We heard the news today that after 76 years, less than 400 members of the International Astronomical Union decided to boot Pluto out of the family of planets. This was an unfortunate decision for a number of reasons, not the least being the bad PR that such a tiny minority of self-appointed elites is ramming its arbitrary decision down the throats of the entire astronomical community. I predict that some of the members who voted for the new definition of “planet” will come to regret it, because it will fail to accommodate future discoveries. But I’m pleased that the IAU made a decision, and that the new official definition of “planet” is well motivated and based on sound scientific reasoning. Nobody is going to die or lose their life savings because Pluto will no longer be considered a full-fledged planet.
But there are several gaping holes in the IAU’s definition, including one that is so immediately obvious that it boggles my mind that intelligent people could actually vote for it. The definition is anti-Copernican in the sense that it defines planets as objects orbiting the Sun. In other words, only solar-system objects can be considered true planets. Excuse me, but even under the most liberal definition for “planet” that one could seriously propose, we know of about 50 planets in our solar system right now. We already know of more than 200 planets outside the solar system. And if the official definition were extended to include planets around other stars, the total in our Milky Way Galaxy alone must be something on the order of 100 billion to a trillion. In other words, the IAU definition completely ignores 99.99999999999 percent of the planets that exist in our galaxy. Huh?
Maybe this was prudent, because adding extrasolar planets to the resolution would have made it even harder to reach a verdict.

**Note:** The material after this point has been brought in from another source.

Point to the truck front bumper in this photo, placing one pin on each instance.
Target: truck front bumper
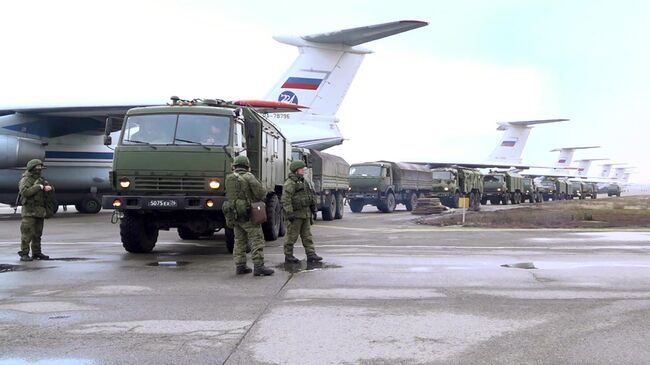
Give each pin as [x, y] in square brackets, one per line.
[163, 202]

Maybe a bunch of astronomers thought, “We need to learn more about planets outside the solar system before we can come up with a sensible definition.” But something inside of me says that the IAU wimped out, and that it might end up sweeping this problem under the rug for a very long time, just as it did with the Pluto question.
Perhaps certain members of the IAU leadership, who were responsible for the exoplanet omission, felt concern that future discoveries could throw a monkey wrench into the official definition. If that’s what they thought, their concern was justified. For example, one of the criteria is that a planet “has cleared the neighborhood around its orbit.” Not only is this statement rather vague when applied to our solar system, but I predict that in the next few years, we’ll find systems around other stars where it fails miserably. Astronomers who simulate the evolution of planetary systems on computers have shown that in some circumstances, interacting planets can leave behind a system with two Jupiter-mass planets that share the same orbit, with one 60 degrees ahead of the other. Such a “Trojan” configuration is stable for billions of years, so it almost certainly exists in nature. It’s only a matter of time until planet hunters such as Geoff Marcy and Paul Butler uncover this kind of system (it’s possible that several have already been found!). So if the IAU definition is applied to other stars, two very massive planets sharing an orbit would not be true planets, because neither one has cleared out its neighborhood.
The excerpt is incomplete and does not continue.